- Artist: Ivan Meštrović
- Year: 1957
- Type: Bronze and concrete
- Dimensions: 170 cm × 110 cm × 110 cm (65 in × 43 in × 43 in); 65x43x43
- Location: University of Notre Dame, Notre Dame, Indiana, United States; 41°42′0.8695″N 86°14′9.5895″W﻿ / ﻿41.700241528°N 86.235997083°W;
- Owner: University of Notre Dame

= Saint Luke (Meštrović) =

Sculpture in Notre Dame, Indiana, US

St. Luke is an outdoor sculpture by Croatian artist Ivan Meštrović (born 1883). It is located on the courtyard in front of O’Shaughnessy Hall on the University of Notre Dame campus, which is in South Bend, Indiana, and is owned by the University of Notre Dame.

==Description==
The life-sized sculpture, made of bronze, depicts St. Luke the Evangelist seated with his left foot propped up on a rock and cupping his chin with his hand. He holds a stylus in his right hand, atop a tablet balanced on his right knee. The sculpture of St. Luke, completed in 1957, is one part of a collection of four total figures located outside of O’Shaughnessy Hall on the south quad of the campus of Notre Dame. The collection includes sculptures of Christ and the Samaritan Woman, St. Luke and St. John. The pedestal it rests on is concrete.

==Catholic inspiration==
St. Luke is the writer of the Gospel and the Acts of the Apostles, who has been identified with St. Paul's "Luke, the beloved physician" (Colossians 4:14). According to the early Church historian named Eusebius, Luke was born at Antioch in Syria. The collection as a whole illustrates, in St. John's Chapter 4 in the Gospel, the story of Jesus and the Samaritan woman. "One day Jesus was walking to Galilee with His disciples, who continued on into the nearby Samaritan town while Jesus waited for them at Jacob’s Well. In the heat of the day, a local woman came to draw water, and she was surprised when Jesus requested a drink from her—a despised non-believer. He revealed such remarkable knowledge, even of her own life, that she asked if He were the Messiah, and He replied that He was. She hurried away, whereupon the disciples rejoined Jesus, dismayed that He had conversed with a woman of the scorned sect."

==Influence of war==
Ivan Meštrović supported Croatia's liberationist movement against Italy's attempts to seize parts of Dalmatia, Croatia in World War I. The more popular Ivan Meštrović became, the more his politically charged art put him in danger. At the outbreak of World War I, he was forced to flee Croatia.
After fleeing Croatia, Ivan Meštrović became a professor and for 20 years was the director of the Art Institute of Zagreb. Drawing on his own poor upbringing in rural Croatia, he donated all his wages so that poor students could study art.
During World War II, Hitler invited Ivan Meštrović to exhibit in Berlin, but Ivan Meštrović declined and was arrested and imprisoned for five months. This time allowed him to plan future religious sculptures that would later help him deal with his sadness about the war. The vatican petitioned and won the release of Ivan Meštrović, who then lived in Rome for a time.
Ivan Meštrović did not want to go back to Yugoslavia where Marshall Tito had invited him back to. Instead, he became a professor at Syracuse University in 1947. While in New York, Ivan Meštrović had his own exhibit at the Metropolitan Museum of Art, the first one-man show to ever take place there. Syracuse University is the last place Ivan Meštrović lived before coming to the University of Notre Dame.

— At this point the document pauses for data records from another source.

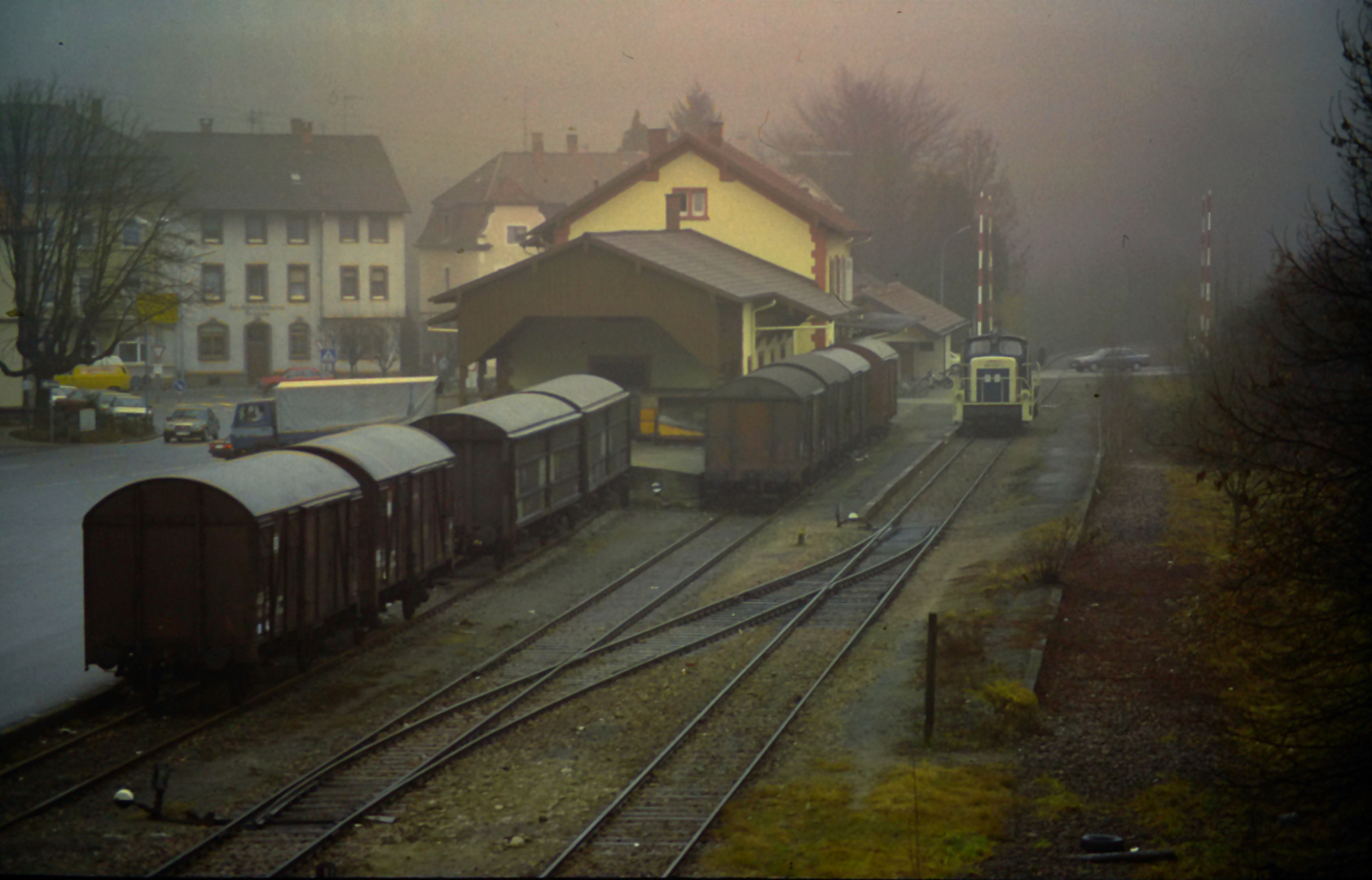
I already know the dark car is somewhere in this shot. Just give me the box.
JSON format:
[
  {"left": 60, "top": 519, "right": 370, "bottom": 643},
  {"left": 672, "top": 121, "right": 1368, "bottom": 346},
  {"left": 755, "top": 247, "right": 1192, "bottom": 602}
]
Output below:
[
  {"left": 1067, "top": 349, "right": 1149, "bottom": 373},
  {"left": 162, "top": 407, "right": 219, "bottom": 443},
  {"left": 110, "top": 394, "right": 152, "bottom": 433},
  {"left": 258, "top": 367, "right": 332, "bottom": 394}
]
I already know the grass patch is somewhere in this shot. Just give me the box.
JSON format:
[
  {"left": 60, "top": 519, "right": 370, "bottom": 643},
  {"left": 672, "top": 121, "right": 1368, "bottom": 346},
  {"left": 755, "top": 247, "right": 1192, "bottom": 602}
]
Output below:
[
  {"left": 1162, "top": 467, "right": 1229, "bottom": 564},
  {"left": 702, "top": 763, "right": 1013, "bottom": 878}
]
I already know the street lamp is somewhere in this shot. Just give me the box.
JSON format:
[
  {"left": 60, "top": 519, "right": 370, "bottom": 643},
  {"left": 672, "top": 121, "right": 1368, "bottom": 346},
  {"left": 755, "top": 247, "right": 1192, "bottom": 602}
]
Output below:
[{"left": 939, "top": 224, "right": 971, "bottom": 305}]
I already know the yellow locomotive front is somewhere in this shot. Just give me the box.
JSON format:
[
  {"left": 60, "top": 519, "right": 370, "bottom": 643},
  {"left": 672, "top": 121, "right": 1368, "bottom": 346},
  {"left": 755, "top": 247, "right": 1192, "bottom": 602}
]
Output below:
[{"left": 953, "top": 333, "right": 1039, "bottom": 431}]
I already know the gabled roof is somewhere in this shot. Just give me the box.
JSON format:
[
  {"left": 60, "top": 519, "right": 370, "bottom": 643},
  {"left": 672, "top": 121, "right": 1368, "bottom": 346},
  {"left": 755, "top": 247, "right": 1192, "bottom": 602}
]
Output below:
[
  {"left": 429, "top": 229, "right": 849, "bottom": 322},
  {"left": 148, "top": 132, "right": 411, "bottom": 213},
  {"left": 416, "top": 151, "right": 646, "bottom": 250},
  {"left": 853, "top": 281, "right": 970, "bottom": 337},
  {"left": 528, "top": 132, "right": 864, "bottom": 244}
]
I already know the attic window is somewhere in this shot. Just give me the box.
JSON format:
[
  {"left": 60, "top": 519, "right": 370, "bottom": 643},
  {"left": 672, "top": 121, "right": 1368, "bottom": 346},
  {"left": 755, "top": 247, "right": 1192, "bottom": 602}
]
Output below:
[{"left": 672, "top": 187, "right": 710, "bottom": 220}]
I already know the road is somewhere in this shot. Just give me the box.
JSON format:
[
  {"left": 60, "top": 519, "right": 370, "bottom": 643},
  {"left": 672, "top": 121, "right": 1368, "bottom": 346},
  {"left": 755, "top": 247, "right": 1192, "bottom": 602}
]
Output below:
[{"left": 0, "top": 389, "right": 255, "bottom": 730}]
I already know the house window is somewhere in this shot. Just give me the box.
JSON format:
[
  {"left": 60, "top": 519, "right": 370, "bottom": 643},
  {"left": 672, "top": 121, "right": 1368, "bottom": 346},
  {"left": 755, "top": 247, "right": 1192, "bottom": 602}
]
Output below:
[
  {"left": 195, "top": 321, "right": 229, "bottom": 361},
  {"left": 285, "top": 262, "right": 310, "bottom": 302},
  {"left": 367, "top": 214, "right": 391, "bottom": 244},
  {"left": 339, "top": 266, "right": 358, "bottom": 302},
  {"left": 285, "top": 214, "right": 310, "bottom": 244},
  {"left": 200, "top": 262, "right": 223, "bottom": 302},
  {"left": 372, "top": 266, "right": 391, "bottom": 299},
  {"left": 243, "top": 214, "right": 266, "bottom": 244},
  {"left": 247, "top": 262, "right": 266, "bottom": 302},
  {"left": 115, "top": 339, "right": 147, "bottom": 363},
  {"left": 672, "top": 187, "right": 710, "bottom": 220},
  {"left": 289, "top": 320, "right": 310, "bottom": 361},
  {"left": 200, "top": 214, "right": 223, "bottom": 244}
]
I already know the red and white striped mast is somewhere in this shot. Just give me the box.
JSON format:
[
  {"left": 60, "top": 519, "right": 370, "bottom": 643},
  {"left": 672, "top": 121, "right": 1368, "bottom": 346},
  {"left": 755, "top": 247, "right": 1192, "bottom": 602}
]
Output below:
[
  {"left": 977, "top": 191, "right": 996, "bottom": 337},
  {"left": 1199, "top": 192, "right": 1214, "bottom": 345}
]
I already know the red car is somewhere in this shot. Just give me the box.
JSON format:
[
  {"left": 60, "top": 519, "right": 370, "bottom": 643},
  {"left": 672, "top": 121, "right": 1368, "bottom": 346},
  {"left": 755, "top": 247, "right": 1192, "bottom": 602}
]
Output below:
[{"left": 258, "top": 367, "right": 333, "bottom": 394}]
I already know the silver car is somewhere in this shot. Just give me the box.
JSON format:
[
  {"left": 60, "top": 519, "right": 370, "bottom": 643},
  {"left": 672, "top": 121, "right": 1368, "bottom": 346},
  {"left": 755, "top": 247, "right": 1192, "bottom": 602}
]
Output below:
[{"left": 162, "top": 407, "right": 219, "bottom": 443}]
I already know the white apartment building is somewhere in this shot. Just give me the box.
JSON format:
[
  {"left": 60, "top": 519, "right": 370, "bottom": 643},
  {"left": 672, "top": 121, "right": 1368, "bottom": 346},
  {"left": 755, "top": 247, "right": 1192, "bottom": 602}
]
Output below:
[{"left": 151, "top": 120, "right": 409, "bottom": 385}]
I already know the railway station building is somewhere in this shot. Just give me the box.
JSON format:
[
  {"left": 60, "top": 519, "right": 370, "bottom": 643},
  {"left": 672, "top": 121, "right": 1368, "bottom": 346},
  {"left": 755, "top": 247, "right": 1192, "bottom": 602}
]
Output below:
[
  {"left": 844, "top": 273, "right": 971, "bottom": 381},
  {"left": 429, "top": 122, "right": 863, "bottom": 420},
  {"left": 415, "top": 132, "right": 646, "bottom": 368}
]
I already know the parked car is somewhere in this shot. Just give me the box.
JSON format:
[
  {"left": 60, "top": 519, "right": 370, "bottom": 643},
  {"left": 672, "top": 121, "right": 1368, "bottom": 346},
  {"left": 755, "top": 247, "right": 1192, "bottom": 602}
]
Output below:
[
  {"left": 1067, "top": 349, "right": 1149, "bottom": 373},
  {"left": 54, "top": 355, "right": 133, "bottom": 391},
  {"left": 258, "top": 367, "right": 333, "bottom": 394},
  {"left": 110, "top": 394, "right": 152, "bottom": 433},
  {"left": 162, "top": 407, "right": 219, "bottom": 443}
]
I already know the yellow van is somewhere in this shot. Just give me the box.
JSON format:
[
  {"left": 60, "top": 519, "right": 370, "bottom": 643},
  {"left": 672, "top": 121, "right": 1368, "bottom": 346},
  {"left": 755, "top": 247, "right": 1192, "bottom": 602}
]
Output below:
[{"left": 54, "top": 355, "right": 129, "bottom": 391}]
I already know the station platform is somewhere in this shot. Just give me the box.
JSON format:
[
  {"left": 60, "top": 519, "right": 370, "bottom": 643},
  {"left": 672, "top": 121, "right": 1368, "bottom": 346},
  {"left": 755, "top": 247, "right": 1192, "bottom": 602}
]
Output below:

==Ivan Meštrović at Notre Dame==
St. Luke In 1955, President of the University of Notre Dame Theodore Hesburgh, invited Ivan Meštrović to come to Notre Dame where he produced 24 total works in mediums of wood, marble, bronze, as well as oil paintings.

Rev. Anthony J. Lauck, CSC, founding director of the Snite Museum, chair of the art department, and a sculptor, encouraged Hesburgh to bring the renowned artist to Notre Dame.

Ivan Meštrović's presence is a lasting one at the University of Notre Dame, not only because of his numerous works spread around campus, but because he was a professor in residence for seven years at Notre Dame before he died in 1962, teaching the students who went on to create pieces influenced by his teachings. Moving to the Catholic University of Notre Dame from his previous residency at Syracuse University allowed Ivan Meštrović to sculpt more religious pieces that demonstrated his love for the Catholic faith of his homeland, Croatia.

==Style==
"Many of his best works possess just such a rough, almost primitive, quality designed to dominate the viewer." After the war, he chose to sculpt more about religion and his folk culture. This style remained consistent, with no significant changes to the end of his career. His work remained both classical and modern.

==Condition==
Bronze sculptures used to be known for their durability, but a changing world environment has "imperiled outdoor bronze sculptures". The St. Luke sculpture has taken on a lighter, almost blue and green color to it, likely from the copper that used to be used on the surface of bronze sculptures.